В приведенных сейчас рассуждениях Цицерона фигурирует одно понятие, которое имело значение и в предыдущей античной эстетике, но которому суждено сыграть максимальную роль при построении последующей античной эстетики, а именно в эстетике неоплатонизма. Это - понятие мудрости. Здесь имеется в виду вовсе не человеческая мудрость, хотя и эта последняя ставится весьма высоко, и это даже вовсе не просто мудрость богов (хотя такого рода мудрость и будет трактоваться как предел всякой мудрости). Это - мудрость самого космоса, который изобилует богатством своих проявлений и оказывается живой, нераздельной и вечной целостностью, определяющей собою все частичное, что есть в космосе, причем все это частичное отражает на себе совершенство, красоту и цельность всего космоса, взятого в завершенном виде. Исторически эти рассуждения Цицерона о мудрости, то есть о будущем софийном бытии (латинская sapientia есть греческая sophia), безусловно являются пророчеством целой великой эпохи античной эстетики, причем не только в плане простой интуиции, но во многих пунктах также и рефлективно-философских.
Чтобы не удлинять изложения, мы не будем приводить здесь других рассуждений Цицерона на ту же тему. Однако нельзя не отметить (хотя бы формально) еще одного выдающегося места из Цицерона (Tusc. I 28, 68-70), где тоже дается величественная картина мироздания с красотой ночного неба, моря, с картинами расцветающей земли и с необходимостью идеи творца мироздания, возникающей в уме человека при созерцании космических красот.
5. Итог
а) Таким образом, то, что мы говорили выше о "Сновидении Сципиона", не есть ни просто платонизм, ни просто аристотелизм, но совершенно особая космологическая концепция, в которой можно найти элементы разных философских систем, но отнюдь не являющихся, как это обычно думают, простым эклектизмом. Это - вполне специфическая эстетика, не сводимая ни на какую другую античную эстетическую систему. Но если вернуться к оставленному нами "Сновидению Сципиона", то можно сказать еще и больше того.

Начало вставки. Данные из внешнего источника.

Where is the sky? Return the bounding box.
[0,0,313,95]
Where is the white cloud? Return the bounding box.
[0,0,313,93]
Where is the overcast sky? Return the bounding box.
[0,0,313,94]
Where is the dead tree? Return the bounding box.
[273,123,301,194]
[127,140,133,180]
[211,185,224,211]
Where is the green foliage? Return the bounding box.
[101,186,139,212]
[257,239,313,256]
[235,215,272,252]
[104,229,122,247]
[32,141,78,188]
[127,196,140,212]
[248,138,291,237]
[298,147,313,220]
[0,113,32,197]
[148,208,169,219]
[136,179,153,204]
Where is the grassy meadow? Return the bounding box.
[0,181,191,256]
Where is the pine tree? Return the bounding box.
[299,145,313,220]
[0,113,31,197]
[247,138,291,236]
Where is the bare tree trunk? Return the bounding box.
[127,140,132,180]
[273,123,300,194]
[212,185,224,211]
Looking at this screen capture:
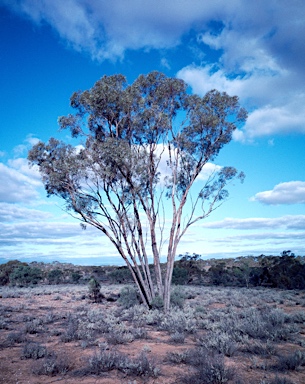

б) Во-первых, если мы уже много раз говорили о субъективном имманентизме эллинистически-римской эстетики, то в "Сновидении Сципиона" он выражен особенно ярко. Не только божество объявлено здесь пределом всякого разума и разумной деятельности, но и сам человек, эта разумная ступень в общекосмической иерархии, тоже оказывается божественным, и притом не только божественным, но и прямо богом;
"...дерзай и запомни: не ты смертен, а твое тело. Ибо ты не то, что передает твой образ. Нет, разум каждого - это и есть человек, а не тот внешний вид, на который возможно указать пальцем. Знай же, ты - бог, коль скоро бог - тот, кто живет, кто чувствует, кто помнит, кто предвидит, кто повелевает, управляет и движет телом, которое ему дано, так же, как этим вот миром движет высшее божество. И подобно тому как миром, в некотором смысле смертным, движет само высшее божество, так бренным телом движет извечный дух" (VI 24, 26).
Красочно говорится у Цицерона и о том, что повеление Аполлона: "Познай самого себя" - относится вовсе не к телу и фигуре человека, а к его душе, поскольку тело есть только "сосуд или какое-то вместилище души" (Tusc. I 22, 52). Имманентизм стоического платонизма ярко выражен у Цицерона в таких словах:
"Итак, душа, по моему мнению, божественна, или, по мнению Еврипида, - бог: и если бог есть дух или огонь, то душа человека то же самое" (I 26, 65).
Получается интересное достижение эллинистически-римского субъективного имманентизма: бог превыше всего, но я со своим разумом тоже превыше всего, следовательно, я тоже бог. Это не значит, что человек не несет никаких обязанностей. Наоборот, именно его космическая божественность как раз и налагает на него неотъемлемые обязанности. Людям "дана душа из тех вечных огней, которые вы называете светилами и звездами", наделенными "душами и божественным умом". Поэтому все люди, верные своему долгу, "должны держать душу в тюрьме своего тела", и им нельзя уйти из человеческой жизни, "дабы не уклониться от обязанности человека, возложенной божеством" (VI 15, 15).
в) Во-вторых, Цицерон приводит в "Сновидении" весьма отчетливую платоно-аристотелевскую аргументацию о необходимости признавать такое начало, которое над собой уже не имеет никакого другого начала: всякая вещь зависит от другой вещи, другая - от третьей и т.д.; но если мы действительно хотим объяснить движение вещи, то это значит, что где-то имеется такая вещь, которая движет себя, уже самой же собой (VI 25, 27).